Il capitano Matthews fece qualche passo avanti e tornò a fissare severamente la sala. — Okay — disse. — Tutti voi avete una foto della ragazza, Samantha. Vi chiediamo di contribuire a diffonderla, e uhm… se qualcuno di voi la dovesse vedere, voi cittadini, intendo… potete chiamare il numero speciale della polizia e… anche voi giornalisti ce l’avete. E se riusciamo a far circolare questo numero, e la foto, troveremo quella ragazza. Viva. — Elargì al pubblico il suo pezzo forte, che consisteva in quello sguardo virile e determinato puntato verso le telecamere, lo sostenne per qualche istante, infine disse: — Grazie per la collaborazione. — Restò per un po’ immobile, con la mascella serrata, per permettere ai fotografi di immortalare per l’ultima volta i suoi tratti volitivi, poi concluse: — Okay, questo è tutto — e si congedò.
Come previsto, la sala precipitò nella confusione e nel caos, ma il capitano Matthews agitò un braccio e si voltò per rassicurare la famiglia Aldovar. Io mi misi a spingere per raggiungere Deborah e durante il tragitto ricevetti ed elargii svariate gomitate nelle costole. Mia sorella era in disparte, che apriva e chiudeva ripetutamente i pugni. Aveva le guance leggermente più colorite e appariva curiosamente stordita, come se qualcuno l’avesse svegliata da un brutto sogno.
— Se me lo fanno rifare di nuovo — disse tra i denti — mi strappo via il distintivo.
— Se provi a rifarlo di nuovo — osservai — ci penserà il capitano Matthews a strappartelo.
— Cristo. È stato davvero così terribile?
— Oh, no — feci. — Molto peggio.
Forse non me ne accorsi perché ero impegnato a fare del sarcasmo, ma Deborah mi colpì con uno dei suoi pugni al braccio.

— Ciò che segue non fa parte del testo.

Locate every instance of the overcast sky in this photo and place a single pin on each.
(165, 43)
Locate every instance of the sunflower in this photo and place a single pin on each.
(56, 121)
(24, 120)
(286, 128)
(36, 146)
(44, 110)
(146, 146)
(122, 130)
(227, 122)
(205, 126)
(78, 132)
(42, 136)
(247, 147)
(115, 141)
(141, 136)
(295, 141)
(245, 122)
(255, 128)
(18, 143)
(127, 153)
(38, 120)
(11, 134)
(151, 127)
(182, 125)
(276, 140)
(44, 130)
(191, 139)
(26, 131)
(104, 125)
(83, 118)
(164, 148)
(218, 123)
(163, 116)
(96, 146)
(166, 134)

Da una parte, vedere che si stava riprendendo mi fece piacere, anche se dall’altra mi fece parecchio male.
— Ti ringrazio per il supporto — disse. — Adesso usciamo di qui. — Si voltò e si mise a sgomitare con violenza tra la folla, e io la seguii, massaggiandomi il braccio.
I giornalisti sono strane creature. Per far bene il loro lavoro devono avere un’alta considerazione di se stessi. Infatti quelli che avevano assistito alla pietosa performance di Deborah, benché abituati a incassare simili delusioni, dovevano credere che bastasse spingerle addosso un microfono e gridarle una domanda perché mia sorella cedesse al fascino delle loro chiome impeccabili e dei loro denti perfetti e si lasciasse sfuggire una risposta. Invece, purtroppo per la loro autostima professionale, Deborah si limitò a farsi largo verso l’uscita, abbattendo tutto ciò che le opponeva resistenza e sgomitando brutalmente i malcapitati che si trovavano sul suo cammino. Anche i giornalisti appostati vicino all’uscita, che avevano assistito alla sorte dei loro colleghi, avevano una considerazione così alta di se stessi che si comportarono nello stesso modo, meravigliandosi di ottenere lo stesso risultato.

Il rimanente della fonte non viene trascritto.